Note the difference between monad functions that take just one parameter (such as `cos`

and `sin`

) versus binary functions that take two. The former don’t require currying, but the latter do.

The leading “f” in the name is just to put them in their own little namespace.

**§**

The next thing is the compiler that turns source text into the list of tokens. That’s complicated enough for a separate post.

But we have the machinery to execute an expression on the run-time engine if we hand-compile the expression. Let’s do that with this expression:

(cos x * sin y) + ((a-b) / c)

Which we would express functionally as:

add(mul(cos(x), sin(y)), div(sub(a,b), c)))

If we remove the function parentheses and further assume we have no idea what the arity of the functions involved is, then we have an ambiguous expression (or so it would seem):

/add /mul /cos x /sin y /div /sub a b c

Here I’m using /*name* to indicate a function. Anything else is a parameter.

Without knowing that `/cos`

and `/sin`

take one parameter, while the rest all take two, it’s impossible to evaluate the expression (or so it would seem).

**§**

But currying saves the day.

The sequence of events, token by token, goes like this:

- Token
**/add**is a function, so push it on the stack. - Token
**/mul**is a function, so push it on the stack. - Token
**/cos**is a function, so push it on the stack. - Token
**x**is a parameter, so pop function /cos and invoke it with the parameter. - Function /cos returns a
**parameter**, so pop and invoke /mul with it. - Function /mul returns a
**function**, so push it on the stack. - Token
**/sin**is a function, so push it on the stack. - Token
**y**is a parameter, so pop and invoke /sin with parameter. - Function /sin returns a
**parameter**, so pop and invoke /mul2. - Function /mul2 returns a
**parameter**, so pop and invoke /add. - Function /add returns a
**function**, so push it on the stack. - Token
**/div**is a function, so push it on the stack. - Token
**/sub**is a function, so push it on the stack. - Token
**a**is a parameter, so pop and invoke /sub. - Function /sub returns a
**function**, so push it on the stack. - Token
**b**is a parameter, so pop and invoke /sub2. - Function /sub2 returns a
**parameter**, so pop and invoke /div. - Function /div returns a
**function**, so push it on the stack. - Token
**c**is a parameter, so pop and invoke /div2. - Function /div2 returns a
**parameter**, so pop and invoke /add2. - Function /add2 returns a
**parameter**; stack is empty so return it.

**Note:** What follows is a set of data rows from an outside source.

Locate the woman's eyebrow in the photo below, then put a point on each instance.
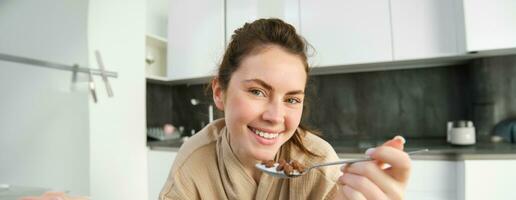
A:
(269, 87)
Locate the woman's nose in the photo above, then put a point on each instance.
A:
(274, 113)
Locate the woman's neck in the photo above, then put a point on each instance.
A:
(247, 161)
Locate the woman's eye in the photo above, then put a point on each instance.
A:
(257, 92)
(293, 101)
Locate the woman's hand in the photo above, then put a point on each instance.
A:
(384, 178)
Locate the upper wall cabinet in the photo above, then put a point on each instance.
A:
(490, 24)
(195, 38)
(425, 29)
(346, 32)
(238, 12)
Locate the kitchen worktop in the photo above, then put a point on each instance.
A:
(439, 149)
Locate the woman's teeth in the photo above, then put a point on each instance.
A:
(265, 134)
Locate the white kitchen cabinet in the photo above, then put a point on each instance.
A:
(156, 39)
(426, 29)
(195, 38)
(347, 32)
(432, 180)
(160, 163)
(487, 179)
(238, 12)
(52, 135)
(490, 24)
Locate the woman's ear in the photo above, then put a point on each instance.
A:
(218, 94)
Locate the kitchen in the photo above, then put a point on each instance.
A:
(409, 68)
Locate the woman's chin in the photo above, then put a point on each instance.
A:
(265, 155)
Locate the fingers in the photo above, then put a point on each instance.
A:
(397, 159)
(383, 181)
(359, 184)
(352, 194)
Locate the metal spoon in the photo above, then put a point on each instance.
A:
(281, 174)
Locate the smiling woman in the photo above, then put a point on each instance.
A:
(260, 88)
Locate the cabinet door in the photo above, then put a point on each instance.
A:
(490, 24)
(347, 32)
(425, 29)
(432, 180)
(238, 12)
(195, 38)
(488, 179)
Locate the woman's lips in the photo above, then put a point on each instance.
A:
(262, 137)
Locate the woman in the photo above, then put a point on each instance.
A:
(260, 88)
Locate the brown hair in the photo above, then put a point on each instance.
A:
(253, 37)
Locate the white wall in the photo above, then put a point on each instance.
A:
(43, 124)
(157, 17)
(118, 154)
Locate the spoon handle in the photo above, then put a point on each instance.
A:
(360, 160)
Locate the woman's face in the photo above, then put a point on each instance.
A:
(263, 102)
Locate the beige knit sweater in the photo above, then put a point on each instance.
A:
(206, 168)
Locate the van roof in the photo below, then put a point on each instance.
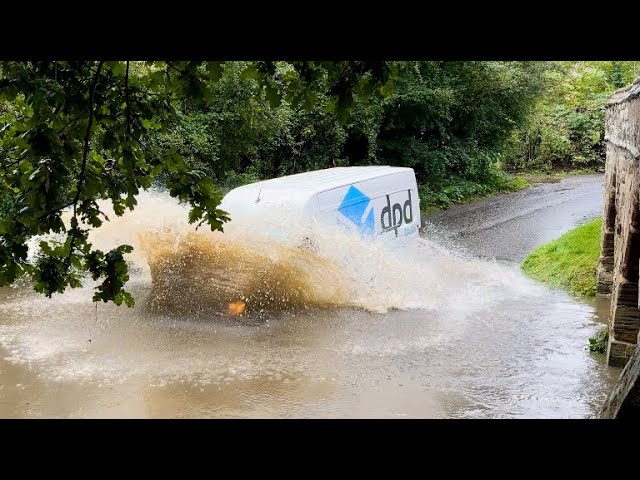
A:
(318, 181)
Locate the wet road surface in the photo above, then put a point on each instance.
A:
(433, 334)
(509, 226)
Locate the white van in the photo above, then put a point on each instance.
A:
(378, 202)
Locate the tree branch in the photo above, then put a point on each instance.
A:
(126, 95)
(85, 156)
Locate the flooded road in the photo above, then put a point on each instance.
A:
(349, 330)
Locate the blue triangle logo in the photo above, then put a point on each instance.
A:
(353, 206)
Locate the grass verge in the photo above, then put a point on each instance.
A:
(569, 261)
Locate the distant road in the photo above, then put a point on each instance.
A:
(509, 226)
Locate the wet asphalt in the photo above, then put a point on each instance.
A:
(507, 227)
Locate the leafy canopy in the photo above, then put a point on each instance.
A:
(73, 133)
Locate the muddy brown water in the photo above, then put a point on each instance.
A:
(438, 330)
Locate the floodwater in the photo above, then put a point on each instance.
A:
(238, 325)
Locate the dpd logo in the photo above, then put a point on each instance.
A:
(395, 215)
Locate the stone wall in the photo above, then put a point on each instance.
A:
(617, 273)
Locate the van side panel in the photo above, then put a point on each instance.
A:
(388, 205)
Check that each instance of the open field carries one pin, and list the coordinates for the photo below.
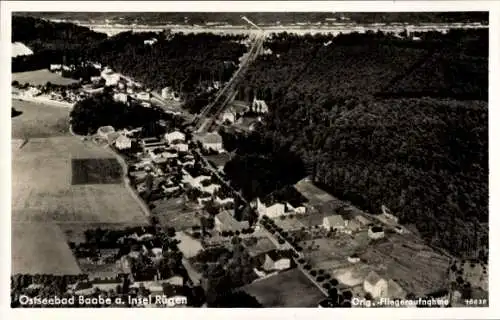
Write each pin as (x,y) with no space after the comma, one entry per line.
(287,289)
(41,77)
(39,120)
(175,213)
(289,223)
(95,171)
(41,248)
(414,266)
(42,189)
(45,204)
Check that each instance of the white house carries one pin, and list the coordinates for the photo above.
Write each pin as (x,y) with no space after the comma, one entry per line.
(202,201)
(379,287)
(181,147)
(210,188)
(300,210)
(95,78)
(170,190)
(210,141)
(20,49)
(194,182)
(225,221)
(276,261)
(335,222)
(376,232)
(166,93)
(388,215)
(273,211)
(110,77)
(375,285)
(175,136)
(150,42)
(259,106)
(122,142)
(120,97)
(55,67)
(145,96)
(353,259)
(229,116)
(222,202)
(104,131)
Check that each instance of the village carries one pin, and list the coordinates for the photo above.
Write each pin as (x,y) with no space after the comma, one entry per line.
(298,246)
(299,237)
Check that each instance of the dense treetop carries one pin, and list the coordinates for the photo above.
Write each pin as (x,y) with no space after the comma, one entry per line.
(379,120)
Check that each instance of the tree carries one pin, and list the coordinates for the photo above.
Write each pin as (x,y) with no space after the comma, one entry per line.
(171,232)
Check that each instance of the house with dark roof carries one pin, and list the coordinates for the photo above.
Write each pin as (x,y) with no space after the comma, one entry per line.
(379,287)
(334,222)
(375,285)
(210,141)
(225,221)
(277,260)
(219,160)
(312,193)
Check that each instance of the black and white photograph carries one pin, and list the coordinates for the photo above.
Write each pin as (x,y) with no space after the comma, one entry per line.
(249,159)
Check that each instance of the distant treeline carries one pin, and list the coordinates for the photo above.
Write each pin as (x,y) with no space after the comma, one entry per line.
(378,120)
(185,62)
(265,17)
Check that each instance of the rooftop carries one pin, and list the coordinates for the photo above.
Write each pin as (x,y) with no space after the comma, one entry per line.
(276,255)
(286,194)
(335,220)
(209,137)
(219,160)
(373,278)
(312,193)
(229,222)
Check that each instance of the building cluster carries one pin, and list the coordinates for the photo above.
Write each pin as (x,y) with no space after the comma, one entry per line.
(131,264)
(240,110)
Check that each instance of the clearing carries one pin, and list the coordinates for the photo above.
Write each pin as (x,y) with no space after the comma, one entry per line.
(39,120)
(44,201)
(41,77)
(175,212)
(95,171)
(287,289)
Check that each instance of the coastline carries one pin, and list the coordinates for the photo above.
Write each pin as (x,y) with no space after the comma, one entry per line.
(49,102)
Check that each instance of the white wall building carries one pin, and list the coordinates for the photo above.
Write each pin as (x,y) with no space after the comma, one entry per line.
(122,142)
(276,261)
(120,97)
(175,136)
(335,222)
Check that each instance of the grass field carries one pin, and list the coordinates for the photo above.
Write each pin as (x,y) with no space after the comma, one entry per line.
(95,171)
(39,120)
(414,266)
(287,289)
(41,77)
(45,204)
(41,248)
(175,213)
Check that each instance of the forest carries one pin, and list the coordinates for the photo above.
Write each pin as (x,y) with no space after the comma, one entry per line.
(420,148)
(101,110)
(189,63)
(266,18)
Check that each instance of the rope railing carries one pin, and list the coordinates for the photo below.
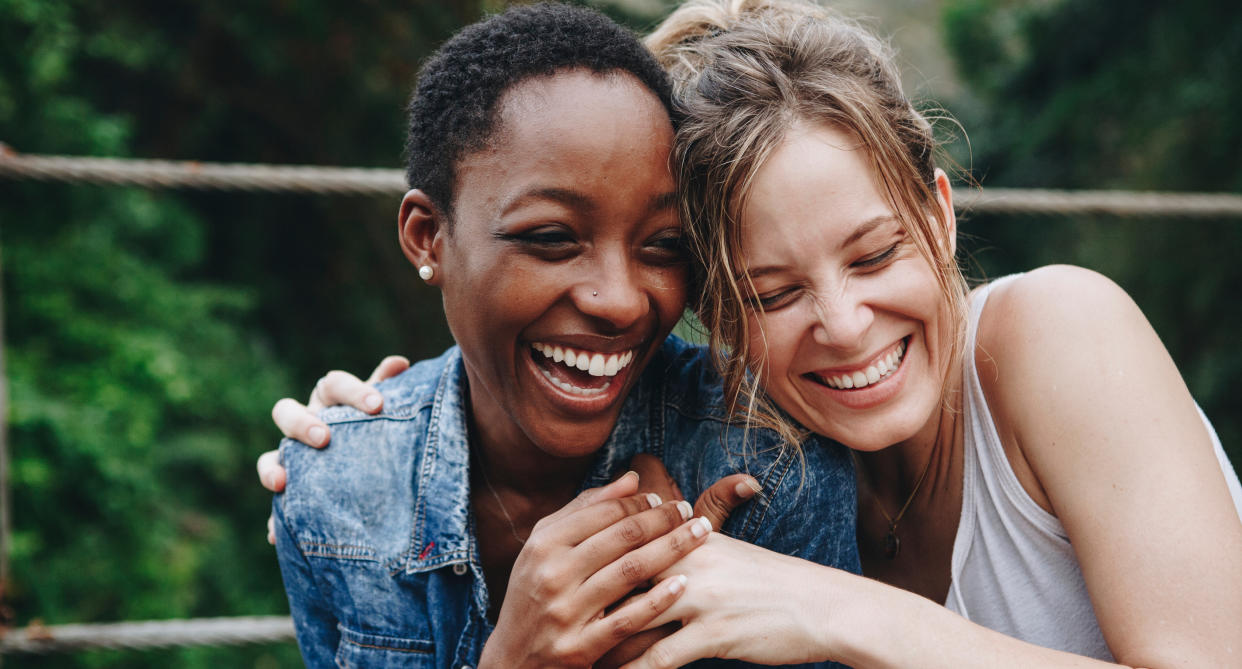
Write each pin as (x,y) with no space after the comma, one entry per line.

So it all works out rather nicely.

∅

Wyrd Smythe

said:Note currying doesn’t solve the problem of functions that take variable numbers of parameters, such as how $print works in many contexts.

As noted in the text, it’s impossible to tell

`⟨$print A⟩`

from`⟨$print A B C D⟩`

unless the language uses some form of syntax to determine what ends the list. The most common technique is some form of bracketing:`print(A)`

versus`print(A B C D)`

`(print: A)`

versus`(print: A B C D)`

Less common is an ‘end of list’ marker, although sometimes punctuation is used:

`$print A;`

versus`$print A B C D;`

In a few cases, the end of the text line signifies the end of the list.

Another possibility is that the function always takes a single parameter, but that parameter can be a single item or list. (If necessarily always a list, a list with a single item.)

`print(A, B, C, D)`

`$print A,B,C,D`

`(print: (list: A B C D))`

As the first example shows, many languages that use that syntax have the notion of a list of input arguments built in. The second example uses commas to join objects in an implicit list.

The third example assumes the print: function takes only one parameter, but that parameter can be a list.

With regard to currying a function with a variable argument list, about the only technique possible uses an ‘end-of-list’ marker of some kind. For example, the $print function returns a function that takes a parameter and returns a function. That function does the same so long as the parameter isn’t an EOL marker. A function that does take an EOL marker as its parameter does not return a function, it returns the final result.